By taking a closer look, we see that the high court ruled on how the appellate, or inferior courts, operate, and what actual authority they have.

How many times have we heard someone say, “I’ll take it all the way to the Supreme Court.” The idea that someone is wronged and can have their case heard by multiple courts on appeal is nothing new, but in almost every case, there is a person who believes they have been wronged and are looking for justice from the court system.

Again, one person or group of people in some cases, and the government.

What has been happening recently has been judges ruling not just on the plaintiffs bringing the case but on anyone and everyone, and applying their decisions to the entire country.

Lower courts do not have the authority to do that. They never did.

The SCOTUS was implemented by the Constitution. All lower courts were implemented by Congress.

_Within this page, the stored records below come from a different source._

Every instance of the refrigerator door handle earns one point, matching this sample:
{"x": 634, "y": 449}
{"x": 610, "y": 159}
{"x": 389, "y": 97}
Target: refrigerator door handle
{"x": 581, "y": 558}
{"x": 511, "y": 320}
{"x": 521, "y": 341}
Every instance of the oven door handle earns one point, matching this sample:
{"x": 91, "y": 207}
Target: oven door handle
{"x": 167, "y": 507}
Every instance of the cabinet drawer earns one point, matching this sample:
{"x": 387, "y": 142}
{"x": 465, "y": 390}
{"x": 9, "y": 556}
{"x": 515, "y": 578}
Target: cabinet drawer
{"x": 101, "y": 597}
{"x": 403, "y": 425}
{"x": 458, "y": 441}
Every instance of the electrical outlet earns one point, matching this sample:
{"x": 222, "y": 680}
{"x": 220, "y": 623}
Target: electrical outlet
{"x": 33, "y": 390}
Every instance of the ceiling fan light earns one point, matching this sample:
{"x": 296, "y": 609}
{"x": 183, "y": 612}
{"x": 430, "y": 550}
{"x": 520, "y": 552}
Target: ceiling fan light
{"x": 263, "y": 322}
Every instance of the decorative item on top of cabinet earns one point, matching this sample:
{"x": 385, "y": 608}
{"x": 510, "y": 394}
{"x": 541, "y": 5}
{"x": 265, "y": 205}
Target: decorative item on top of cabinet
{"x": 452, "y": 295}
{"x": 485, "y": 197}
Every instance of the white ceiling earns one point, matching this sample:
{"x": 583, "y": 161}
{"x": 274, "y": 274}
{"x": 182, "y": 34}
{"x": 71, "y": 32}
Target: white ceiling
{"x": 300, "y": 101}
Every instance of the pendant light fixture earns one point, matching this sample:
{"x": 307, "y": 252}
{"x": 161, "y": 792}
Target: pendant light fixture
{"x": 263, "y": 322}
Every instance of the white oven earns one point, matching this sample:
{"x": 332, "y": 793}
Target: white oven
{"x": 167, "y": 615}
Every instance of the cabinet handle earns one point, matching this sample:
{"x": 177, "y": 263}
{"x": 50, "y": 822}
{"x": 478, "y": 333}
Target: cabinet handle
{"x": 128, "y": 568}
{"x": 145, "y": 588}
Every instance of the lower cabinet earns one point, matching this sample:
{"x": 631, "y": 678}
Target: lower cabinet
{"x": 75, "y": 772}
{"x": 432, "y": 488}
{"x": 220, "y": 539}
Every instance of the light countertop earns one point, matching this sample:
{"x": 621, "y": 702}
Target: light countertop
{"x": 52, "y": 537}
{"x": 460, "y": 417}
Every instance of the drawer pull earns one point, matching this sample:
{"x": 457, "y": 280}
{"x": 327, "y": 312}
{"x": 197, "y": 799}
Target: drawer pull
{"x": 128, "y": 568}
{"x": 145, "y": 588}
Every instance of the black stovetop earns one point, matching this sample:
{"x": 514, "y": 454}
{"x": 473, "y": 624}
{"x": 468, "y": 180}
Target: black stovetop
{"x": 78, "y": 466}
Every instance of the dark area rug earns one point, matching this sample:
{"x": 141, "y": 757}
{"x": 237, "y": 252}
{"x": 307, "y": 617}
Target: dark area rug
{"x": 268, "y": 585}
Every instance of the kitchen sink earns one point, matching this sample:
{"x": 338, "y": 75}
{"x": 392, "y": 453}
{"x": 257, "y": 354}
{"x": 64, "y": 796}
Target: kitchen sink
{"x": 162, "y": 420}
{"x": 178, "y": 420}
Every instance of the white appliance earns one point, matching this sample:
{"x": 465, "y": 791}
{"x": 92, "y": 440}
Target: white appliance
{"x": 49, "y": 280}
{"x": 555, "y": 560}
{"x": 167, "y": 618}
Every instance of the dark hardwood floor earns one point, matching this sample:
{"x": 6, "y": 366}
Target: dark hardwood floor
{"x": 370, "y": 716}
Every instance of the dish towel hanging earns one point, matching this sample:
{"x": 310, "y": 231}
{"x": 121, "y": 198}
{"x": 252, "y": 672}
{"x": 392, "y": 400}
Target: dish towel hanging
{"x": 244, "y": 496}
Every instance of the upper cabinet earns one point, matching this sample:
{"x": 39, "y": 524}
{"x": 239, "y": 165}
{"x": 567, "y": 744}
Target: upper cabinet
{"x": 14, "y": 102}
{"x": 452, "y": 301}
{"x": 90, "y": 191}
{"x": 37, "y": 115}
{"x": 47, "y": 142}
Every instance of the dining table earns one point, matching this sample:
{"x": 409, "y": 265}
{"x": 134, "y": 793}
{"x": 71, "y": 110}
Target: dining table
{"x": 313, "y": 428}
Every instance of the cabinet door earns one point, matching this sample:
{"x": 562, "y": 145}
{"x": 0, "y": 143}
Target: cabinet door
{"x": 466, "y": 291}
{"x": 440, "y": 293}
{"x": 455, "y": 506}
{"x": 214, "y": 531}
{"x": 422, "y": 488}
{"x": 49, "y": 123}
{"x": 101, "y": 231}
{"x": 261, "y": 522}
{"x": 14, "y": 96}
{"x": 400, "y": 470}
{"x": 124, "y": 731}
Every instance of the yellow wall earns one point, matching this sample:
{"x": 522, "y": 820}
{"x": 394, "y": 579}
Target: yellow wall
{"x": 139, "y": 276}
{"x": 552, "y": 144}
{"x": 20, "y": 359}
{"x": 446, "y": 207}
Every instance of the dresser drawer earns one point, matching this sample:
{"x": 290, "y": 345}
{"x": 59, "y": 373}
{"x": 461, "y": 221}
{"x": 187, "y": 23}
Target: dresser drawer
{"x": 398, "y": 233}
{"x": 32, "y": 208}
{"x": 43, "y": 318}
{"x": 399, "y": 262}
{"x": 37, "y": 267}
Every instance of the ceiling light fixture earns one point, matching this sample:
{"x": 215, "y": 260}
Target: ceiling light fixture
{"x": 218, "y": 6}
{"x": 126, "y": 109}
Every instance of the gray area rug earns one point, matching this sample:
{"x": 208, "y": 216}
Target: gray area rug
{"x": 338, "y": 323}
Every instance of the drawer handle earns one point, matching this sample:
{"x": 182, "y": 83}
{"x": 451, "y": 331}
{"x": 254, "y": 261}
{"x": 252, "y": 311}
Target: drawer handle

The Constitution did not grant the lower courts the same ability the SCOTUS has to determine the legality or constitutionality of any act of the government, in particular the acts of the executive branch or the president.

But a more modern trend has been to find a judge usually appointed by the opposition party form the president to issue a nationwide inunction against the actions of a president in an attempt to circumvent the policy and force the president or executive branch to defend the action in court.

Before we continue, we have to consider whether or not a president may misinterpret a law or regulation and misappropriately apply the rule or law.

The answer is yes. Presidents can misinterpret the law.

When they do, the remedy is to have judicial review. That is, a court reviews the actions of the president and under what authority they are using to implement policy.

But if a president can misinterpret a law or rule, the same question applies — can a single judge misinterpret a law or rule?

The answer is a resounding yes. A single judge can also misinterpret the law.

A key example was the recent action by President Donald Trump in using the California National Guard to maintain peace in Los Angeles. California Governor Gavin Newsom challenged the decision and found a friendly judge in San Francisco to issue an injunction.

Was the president wrong, or was the judge?

The Ninth Circuit Court of Appeals, a panel of three judges, overruled the judge, saying that presidents do have the authority to national the National Guard without the consent of a governor.

In many instances, these rogue judges are overturned, either at the next appellate level or at the SCOTUS.

That’s why it is important to have a panel of judges including the nine-member SCOTUS. By a decision of 6-3, the SCOTUS decided that lower courts can only offer a decision for the individuals making the case in front of them, not for everyone in the country. Even in class action situations, the inferior courts are limited to the region in which they serve.

This is more impactful than the Dobbs decision on abortion. While there was much fanfare to that decision, nationwide policy was only slightly affected. What Dobbs did was return the question of abortion to the state level, which meant some states that were pro abortion continued to be so, and states that were anti abortion continued to be so.

But the decision to limit the lower courts did much more. It removed the ability to cripple the executive branch by finding a sympathetic partisan judge.

And all judges are partisan whether they admit it or not. When the Roe V. Wade decision was made, the SCOTUS had a liberal slant. So it comes as no surprise that many landmark decisions leaned left. Roe was 7-2.

Recent decisions have been 6-3 in many instances.

While conservatives did not suggest packing the court to change the ideological make-up of the court, liberals have suggested several times, including Democrat Franklin Delano Roosevelt during the Great Depression and Joe Biden who formed a committee on court reform.

And in history, the number of justices has been changed six times. The initial court started with six justices, but that number has fluctuated from five to 10 but has been at nine since 1869.

All other courts will now have to limit their decisions to the people at hand, and only the SCOTUS can make nationwide decisions.

As for birthright citizenship, the court said inferior courts would have to decide only for the plaintiffs in front of them and not issue edicts that affect the entire country.

That is huge.

We have been operating in an era where the courts have been used as a political weapon against the administration in power.

That doesn’t mean presidents can operate without impugnity.

Trump has already had 18 nationwide injunctions by inferior courts. Most of them have been stayed and some have already been overturned.

But now the court system will not be able to find one justice across the entire country and have that court upend a presidency.

And it will never happen again to this or any future president.

Checks and balances must be based on equitable facts, and an inferior court judge cannot have the same power as the president.